McAnulty College and Graduate School of Liberal Arts
anti-Semitism, antisemitism, racism, proteophobia, Adorno, Critical Theory, Psychoanalysis, Bauman, Jewish
Anti-Semitism is a pervasive global issue, particularly prominent in the United States. Studying and defining anti-Semitism prove remarkably challenging for scholars, leading to inadequate understanding and exclusion from contemporary academic discourse and social justice initiatives. In this dissertation, I made the case that anti-Semitism is hard to categorize, stemming, in part, from the difficulty in categorizing what it is to be Jewish, which seems to be multi-form (a figure of thought, a race, an ethnicity, a religion, a nation, none of the above).

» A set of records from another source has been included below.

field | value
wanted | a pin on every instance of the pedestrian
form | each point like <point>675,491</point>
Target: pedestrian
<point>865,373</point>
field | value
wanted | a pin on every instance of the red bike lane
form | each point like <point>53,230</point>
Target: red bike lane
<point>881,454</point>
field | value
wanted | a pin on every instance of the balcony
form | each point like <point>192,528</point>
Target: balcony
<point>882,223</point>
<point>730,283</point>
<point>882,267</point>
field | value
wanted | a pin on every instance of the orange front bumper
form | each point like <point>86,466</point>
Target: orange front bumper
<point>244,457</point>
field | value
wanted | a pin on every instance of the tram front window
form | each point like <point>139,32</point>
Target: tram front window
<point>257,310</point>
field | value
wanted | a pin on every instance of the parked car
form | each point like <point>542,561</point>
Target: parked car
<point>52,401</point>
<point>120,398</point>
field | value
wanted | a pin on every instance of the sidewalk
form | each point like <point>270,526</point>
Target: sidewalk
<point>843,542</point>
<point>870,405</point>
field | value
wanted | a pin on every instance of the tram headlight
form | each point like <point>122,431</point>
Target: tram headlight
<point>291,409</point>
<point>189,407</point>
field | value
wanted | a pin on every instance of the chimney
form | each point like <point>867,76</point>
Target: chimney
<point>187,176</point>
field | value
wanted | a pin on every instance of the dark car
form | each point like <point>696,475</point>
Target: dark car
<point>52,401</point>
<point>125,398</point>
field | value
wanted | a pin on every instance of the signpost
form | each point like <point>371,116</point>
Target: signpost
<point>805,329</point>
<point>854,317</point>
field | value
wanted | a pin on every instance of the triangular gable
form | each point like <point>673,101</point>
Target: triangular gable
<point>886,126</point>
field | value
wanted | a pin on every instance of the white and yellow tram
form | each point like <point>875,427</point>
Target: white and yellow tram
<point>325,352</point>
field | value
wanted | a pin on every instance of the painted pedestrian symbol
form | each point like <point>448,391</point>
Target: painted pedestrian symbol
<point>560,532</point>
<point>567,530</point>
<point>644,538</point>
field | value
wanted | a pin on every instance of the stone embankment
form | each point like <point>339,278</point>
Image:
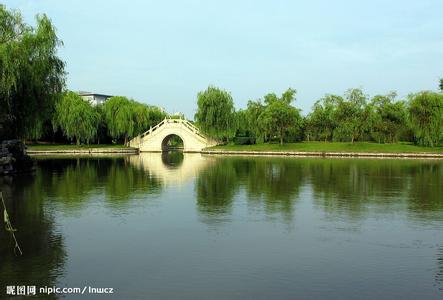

In thinking about the difficulty in categorization, I constellated various instances of anti-Jewish practices across historical epochs where the Jew stands in the changing and ambivalent position of the troubling outsider-within—both for others, and for Jews as well. I found that the difficulty in thinking categorically is mimicked in the very scholarly study of anti-Semitism. To account for this double difficulty (in the subject and its study), I turned to Zygmunt Bauman’s concept of proteophobia, or the anxious fear of what doesn’t fit into clear-cut categories. I proposed that thinking of anti-Semitism through the lens proteophobia can help scholars think about anti-Semitism (and Jewishness) without lapsing into essentialism, exceptionalism, or eternalism. I offered a methodology for studying proteophobia and anti-Semitism through psychoanalysis and the return to psychoanalytic critical theory, specifically Adorno’s formulation of a negative dialectics and negative psychology. I explored the broad implications of the investigation for politics, education, and psychoanalysis, and the specific implications for Jewish identity and resistance to anti-Semitism.